Camp Surprise was situated amid one of the wildest and most desolate parts of the mountains west of Chelton. It was remarkable, in a way, that such a lonesome place could be found so close to such a number of large and thriving towns and villages. But it was this wildness and isolation that gave it the peculiar charm, and which had led the land company to establish a number of camps and bungalows in the vicinity.

So rugged and diversified was the scenery, that, with the exception of the two bungalows occupied respectively by the boys and girls, no other two buildings were in sight of each other. Though not far removed from one another the dwelling places were off by themselves, giving a seclusion so often demanded by those who go to summer resorts.

At present, as the season had hardly opened, there were no other visitors at Camp Surprise, though many were expected later in July and August. Camp Surprise was not the real name of the place, which was called by the development company, Mountain View. But Camp Surprise had been applied because of the queer happenings, as has been intimated, though so far our friends had seen no occasion for such appellation.

The waterfall and the stream which flowed from it divided practically in half the area of land owned by the Mountain View Company. Having its origin some miles back in the mountains, the stream was augmented by brooks, creeks and other streams until, on reaching Camp Surprise, it had become almost a river.

Flowing along peacefully, through green meadows, or down the slope of some rocky hill, the river came suddenly to a great cleft in the hills, and down this it plunged in a most beautiful fall, from a height of about fifty feet, and perhaps a hundred feet in breadth.
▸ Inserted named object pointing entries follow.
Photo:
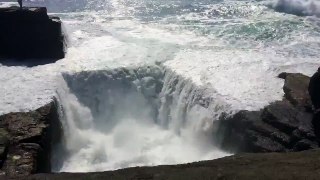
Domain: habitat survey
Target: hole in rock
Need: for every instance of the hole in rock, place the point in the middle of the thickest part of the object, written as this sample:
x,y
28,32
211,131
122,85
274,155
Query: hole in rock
x,y
121,118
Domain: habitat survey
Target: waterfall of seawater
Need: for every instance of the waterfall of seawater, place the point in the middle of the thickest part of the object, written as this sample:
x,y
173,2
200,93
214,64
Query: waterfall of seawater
x,y
118,119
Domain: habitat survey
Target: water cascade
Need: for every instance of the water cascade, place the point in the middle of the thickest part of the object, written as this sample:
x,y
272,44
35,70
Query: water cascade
x,y
132,117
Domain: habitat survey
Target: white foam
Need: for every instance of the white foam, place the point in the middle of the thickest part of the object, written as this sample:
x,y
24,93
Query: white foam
x,y
298,7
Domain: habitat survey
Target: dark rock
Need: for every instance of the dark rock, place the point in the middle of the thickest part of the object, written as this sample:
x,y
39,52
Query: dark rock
x,y
314,89
282,126
30,137
30,33
294,165
3,145
296,89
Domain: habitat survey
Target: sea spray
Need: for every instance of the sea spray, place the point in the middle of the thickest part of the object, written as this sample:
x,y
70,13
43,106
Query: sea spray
x,y
131,134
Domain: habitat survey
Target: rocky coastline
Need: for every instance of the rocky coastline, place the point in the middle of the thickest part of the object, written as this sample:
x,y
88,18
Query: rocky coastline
x,y
30,34
282,126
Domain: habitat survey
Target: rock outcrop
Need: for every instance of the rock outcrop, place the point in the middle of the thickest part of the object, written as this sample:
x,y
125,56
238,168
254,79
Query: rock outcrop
x,y
26,140
282,126
30,33
296,165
At the foot of the fall was a deep pool, worn in the limestone rocks by the erosion of the falling water, and there the white foam boiled and bubbled in a miniature whirlpool and rapids until the stream slipped farther on down the side of the mountain, in a series of little cascades, in which were, so it was said, many fishes.

The boys had selected as their spot a quiet one, where a sort of eddy, or back-water, made a quiet pool that looked, as Jack said, “like a regular bachelor apartment for fish.”

“Keep still! Don’t move!” called Belle, as she and her chums, now with all their “war paint on,” as Walter hinted, approached the three young men.

“What is it—the ghost or the furniture mover?” asked Walter.